The ECD was tested on several benchmarks, and models fine-tuned with ECD consistently outperformed those fine-tuned with other datasets. Improvements were observed across various metrics, highlighting the effectiveness of ECD in enhancing chart understanding capabilities in MLLMs.

Comparison with Other Datasets

Comparisons against other chart datasets demonstrated ECD's superior ability to enhance model performance across multiple test sets, indicating its potential as a standard resource for training MLLMs on chart understanding tasks.

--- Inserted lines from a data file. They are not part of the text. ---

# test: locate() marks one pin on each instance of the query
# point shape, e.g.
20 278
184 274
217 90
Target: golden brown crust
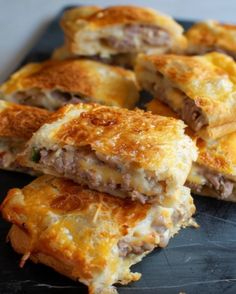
63 196
76 23
115 15
218 155
211 35
101 83
209 80
76 231
64 224
20 122
133 136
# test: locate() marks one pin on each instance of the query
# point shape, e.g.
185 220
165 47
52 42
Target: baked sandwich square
92 31
201 89
214 172
54 83
122 152
210 36
17 125
87 235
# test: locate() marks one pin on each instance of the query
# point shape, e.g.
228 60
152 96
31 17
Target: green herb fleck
35 155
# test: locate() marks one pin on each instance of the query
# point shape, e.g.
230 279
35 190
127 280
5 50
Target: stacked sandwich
126 198
202 91
113 184
113 188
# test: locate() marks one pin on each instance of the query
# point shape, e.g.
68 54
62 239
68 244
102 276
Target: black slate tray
196 261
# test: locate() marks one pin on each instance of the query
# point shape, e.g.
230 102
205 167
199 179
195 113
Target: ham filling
222 186
135 36
100 173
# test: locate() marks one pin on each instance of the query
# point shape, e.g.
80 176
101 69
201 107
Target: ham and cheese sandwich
17 125
127 153
54 83
201 89
209 36
214 172
122 31
87 235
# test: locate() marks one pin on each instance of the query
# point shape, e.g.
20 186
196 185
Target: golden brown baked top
212 35
103 83
20 122
219 155
60 196
97 17
209 80
159 108
77 226
135 137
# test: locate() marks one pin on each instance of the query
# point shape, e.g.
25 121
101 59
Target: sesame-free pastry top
214 172
201 89
210 35
127 153
54 83
94 31
87 235
17 125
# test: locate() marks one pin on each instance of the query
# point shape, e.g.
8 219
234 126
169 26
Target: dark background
196 261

Figure 2: Our chart generation pipeline consists of five key steps.

Ablation Studies

Ablation studies confirmed the importance of diverse chart types and themes, and the inclusion of both descriptive and reasoning QA pairs in improving model performance. The chart types, themes, and QA diversification strategies were critical to achieving superior results.

Conclusion

The paper introduces and validates ECD, demonstrating its efficacy in improving chart understanding for MLLMs. By addressing the limitations of existing training data through this novel synthesis approach, the authors make a significant contribution to the field of AI-driven chart comprehension. Future work may explore further expansions of ECD and application-specific fine-tuning to unlock even greater potential in chart understanding AI models.